Paul Dixon alias David’s Lyre aka Fyfe a sans cesse besoin de se renouveler, et n’a pas honte de se remettre en question. Signé sur une major dès l’âge de 20 ans, il sort un premier EP sous le nom de David’s Lyre. Son contrat rompu 18 mois plus tard, le jeune musicien persévère et sort son premier album en autoproduction. Aujourd’hui, il tire un trait sur le passé et change radicalement de son avec Fyfe, un projet qu’il définit comme “plus libre et plus simple”. Il choisit la voie de l’indépendance et suit son instinct. Rencontre avec un artiste mature, qui ne sait pas rester inactif.

                               
Paulette : Toutes tes chansons ont ce point commun d’installer une tension pour finir dans une sorte d’apogée sonore, épique. Est-ce conscient ?
C’est ce que j’aime faire en tout cas ! Je veux que les gens voyagent en même temps que moi et souvent, les paroles vont dans le même sens, c’est une histoire. Ce n’est pas simplement pour créer une fin bouleversante, mais parce que j’ai envie que l’émotion grandisse au fur et à mesure, que les gens se l’approprie et qu’elle provoque quelque chose en eux. Donc c’est clairement voulu !
 
D’où vient cette recherche permanente de l’émotion ?
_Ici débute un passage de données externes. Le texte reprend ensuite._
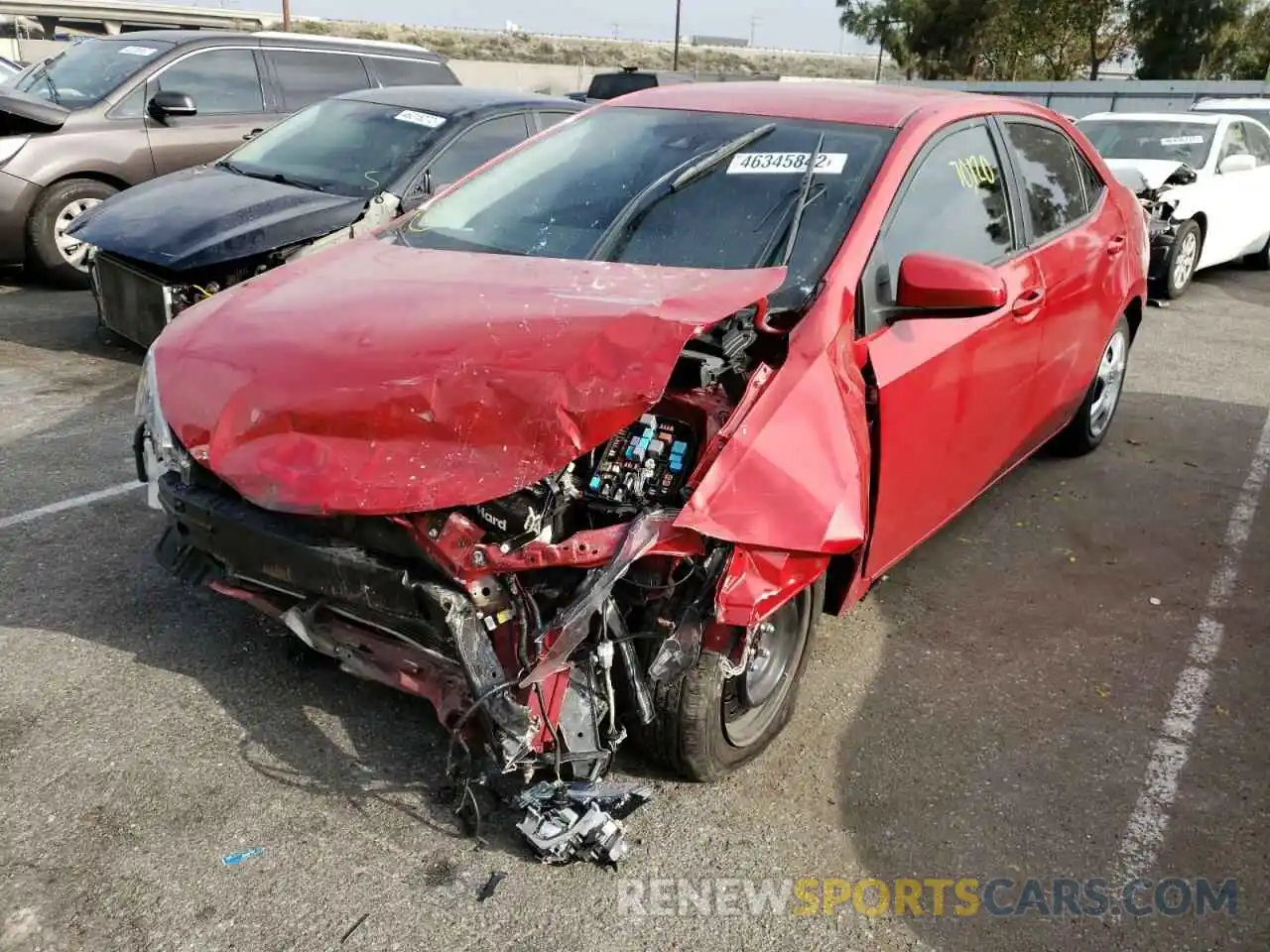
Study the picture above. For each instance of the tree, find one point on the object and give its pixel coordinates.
(1183, 39)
Parce que toute ma vie – j’ai 25 ans aujourd’hui – je pensais ne ressentir aucune émotion. J’en étais convaincu. Mais en fin de compte, je me suis rendu compte que je pouvais aussi être quelqu’un de sensible. Ce doit être la découverte de soi à l’adolescence, quelque chose comme ça. Je pense que c’est plus difficile pour un homme de laisser entrevoir cette part de lui-même, parce qu’on a peur des stéréotypes. En même temps, quand vous ne vous lamentez pas sans cesse sur tout, vous êtes perçu comme un cœur de pierre. On a l’impression qu’il y a quelque chose qui cloche dans votre tête, mais j’ai compris qu’en tant qu’être humain, on est forcément doué de sensibilité. C’est en faisant cette découverte que j’ai commencé à écrire des chansons là-dessus.  
 
Quelque chose à voir avec ta formation classique ?
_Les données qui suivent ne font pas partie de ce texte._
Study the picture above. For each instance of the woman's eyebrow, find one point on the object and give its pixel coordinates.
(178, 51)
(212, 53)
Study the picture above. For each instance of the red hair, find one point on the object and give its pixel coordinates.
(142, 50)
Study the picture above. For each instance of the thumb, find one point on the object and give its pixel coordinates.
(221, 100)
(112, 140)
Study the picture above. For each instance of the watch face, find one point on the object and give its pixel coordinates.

Oui ! Mes parents m’ont forcé à apprendre le violon, la trompette, le piano, dès mon plus jeune âge. Je détestais ça ! A l’adolescence, j’ai commencé à jouer de la guitare et j’ai écrit ma première chanson à 15-16 ans… une horreur ! Mais c’était une bonne expérience (rires).
 
Qu’est-ce qui te plaît le plus dans le travail en studio, que tu préfères à la scène ?
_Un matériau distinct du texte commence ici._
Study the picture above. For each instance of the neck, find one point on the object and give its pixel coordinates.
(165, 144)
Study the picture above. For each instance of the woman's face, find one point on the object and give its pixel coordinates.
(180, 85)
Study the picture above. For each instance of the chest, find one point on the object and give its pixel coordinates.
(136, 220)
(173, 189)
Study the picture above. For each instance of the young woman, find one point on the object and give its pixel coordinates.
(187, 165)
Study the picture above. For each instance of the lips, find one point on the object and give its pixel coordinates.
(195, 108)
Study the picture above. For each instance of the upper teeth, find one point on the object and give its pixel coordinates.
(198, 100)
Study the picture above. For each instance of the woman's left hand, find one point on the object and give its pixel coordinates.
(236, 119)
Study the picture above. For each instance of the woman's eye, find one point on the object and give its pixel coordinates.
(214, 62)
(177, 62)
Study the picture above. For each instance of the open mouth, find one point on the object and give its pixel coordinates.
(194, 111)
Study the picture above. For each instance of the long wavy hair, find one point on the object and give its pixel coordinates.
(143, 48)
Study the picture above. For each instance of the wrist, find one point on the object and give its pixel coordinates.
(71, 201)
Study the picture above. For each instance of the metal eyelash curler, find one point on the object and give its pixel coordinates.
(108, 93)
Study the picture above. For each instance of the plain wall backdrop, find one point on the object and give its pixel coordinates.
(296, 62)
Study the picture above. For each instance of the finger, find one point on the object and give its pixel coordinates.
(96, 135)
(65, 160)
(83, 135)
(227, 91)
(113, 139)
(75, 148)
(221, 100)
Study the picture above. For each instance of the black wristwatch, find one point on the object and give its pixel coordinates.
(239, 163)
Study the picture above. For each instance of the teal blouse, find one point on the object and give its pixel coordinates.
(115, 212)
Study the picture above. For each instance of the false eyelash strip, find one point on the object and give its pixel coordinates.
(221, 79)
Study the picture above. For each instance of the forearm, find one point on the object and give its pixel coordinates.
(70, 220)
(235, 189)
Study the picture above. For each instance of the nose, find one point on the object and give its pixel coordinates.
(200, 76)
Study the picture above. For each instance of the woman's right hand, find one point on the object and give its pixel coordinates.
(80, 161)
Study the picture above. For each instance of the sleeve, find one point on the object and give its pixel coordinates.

J’aime cet environnement ! J’ai même installé un petit studio chez moi. Je ne sais pas pourquoi mais je m’y sens bien. J’aime passer du temps seul. Attention, j’ai des amis (rires) mais je n’éprouve pas le besoin de les avoir tout le temps auprès de moi. Passer mon temps en studio, 24h/24, c’est ce qui me plaît ! Je n’ai pas l’impression d’être bizarre. C’est juste que j’adore faire de la musique, je ne suis jamais rassasié ! Je n’aime pas moins la scène. Pour moi, c’est deux choses différentes, mais je me sens mieux en studio, c’est vrai. C’est plus naturel. Sans doute parce que j’ai encore beaucoup de choses à apprendre du live, à me tenir sur une scène, dans l’interprétation aussi, pour mieux interagir avec le public.
 
 
Ermite ou fou de boulot ?
Ça dépend (rires) ! Je suis surtout un fou de boulot, mais il ne faut jamais forcer les choses, car ça peut avoir un effet négatif sur la création. Vous pouvez très vite déprimé si les choses ne se passent pas comme vous voulez !
 
Selon toi, Fyfe est plus direct que David’s Lyre. Pour ne plus rester dans l’ombre ?
Non ce n’est pas la seule raison. Avec David’s Lyre, c’était assez complexe musicalement, il y avait beaucoup d’instruments. L’album m’a demandé beaucoup beaucoup de temps. C’était difficile. Quand j’ai commencé Fyfe, je ne pensais pas au public. J’ai monté ce projet en réaction à David’Lyre. J’avais besoin de plus de simplicité, donc j’ai fait quelque chose de radicalement différent de moi. C’est arrivé comme ça, et ça plaît donc c’est super !
 
Qu’est-ce qui t’a encouragé dans cette voie ?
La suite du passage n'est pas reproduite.